Everyone knows all about Gore, so we'll start with Adams, who is a perfect selection for this All-Underrated Team as a seldom spoken-about playmaker.
One of the NFL's best ballhawking safeties during his tenure with the Colts, Adams was graded as the NFL's sixth-best safety by Pro Football Focus in his first season with the Colts in 2014.
He started all 44 games with the Colts between 2014-16 and totaled 241 tackles (three for loss), 1.0 sack, seven forced fumbles, five fumbles recovered, 12 interceptions, 19 pass breakups.
Those numbers resulted in the only two Pro Bowl appearances in Adams' career. He was a critically-important veteran leader with the Colts, and much like Gore, Adams performed at a high level well into his 30s.
After stops with the Carolina Panthers and Houston Texans, Adams announced his retirement from the NFL this offseason at the age of 39.
Frank Gore: San Francisco (2005-14), Indianapolis (2015-17), Miami (2018), Buffalo (2019), New York Jets (2020)
Fantasy football will make the running back and wide receivers well-known, but Gore has been so consistent throughout his entire Hall of Fame career.
Since 2010, Gore has had five 1,000-yard rushing seasons and seven 900-yard rushing seasons. In the decade, Gore ranks second in rushing yards with 9,786 and 10th in rushing touchdowns with 47.
He's finished in the top-10 league-wide in rushing attempts seven seasons (including 2013-17), and his 3,548 rushing attempts and 15,347 rushing yards both rank first among active running backs in the NFL. His 95 career touchdowns (receiving and rushing) puts him 25th on the all-time list.
He's a five-time Pro-Bowler who was named to the NFL's 2010s all-decade team. Still, when people talk about the great running backs in the game, Gore's name doesn't quite garner the same level of chatter as his younger contemporaries like Ezekiel Elliott, Saquon Barkley, Alvin Kamara, and so forth.
Even when Gore was a young buck himself, he was never really considered as a top running back option. His statistical longevity will benefit him when it comes to finding his way into Canton, but Gore never really had enough respect among average NFL fans.

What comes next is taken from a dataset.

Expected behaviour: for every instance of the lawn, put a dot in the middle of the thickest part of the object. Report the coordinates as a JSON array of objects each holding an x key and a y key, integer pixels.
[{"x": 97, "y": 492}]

While Gore was actually selected to the NFL's All-Decade Team of the 2010s, the fact he's also listed on this "All-Underrated Team" is a perfect representation of a player whose production and consistency over the years is hard to ignore, yet still it doesn't seem as if he gets the full respect he deserves.
When the Colts signed Gore as a free agent in 2015, he brought stability to a backfield that needed it after several years of high hopes but inconsistency.
In three years in the Colts' running back group, Gore dominated the touches. He averaged 984.3 rushing yards per season, and in 2016 achieved the Colts' first individual 1,000-yard rushing season since 2007.
Gore started all 16 games each season between 2015-17, totaling 784 carries for 2,953 yards (3.8 avg.) and 13 touchdowns to go with 101 receptions for 789 yards (7.8 avg.) and six touchdowns.
Gore's longevity has been nothing short of outstanding. Playing a position that usually has a shelf life around the age of 30, Gore is still running at the age of 37. He currently ranks third all-time in NFL history in rushing yards behind only Emmitt Smith (18,355) and Walter Payton (16,726).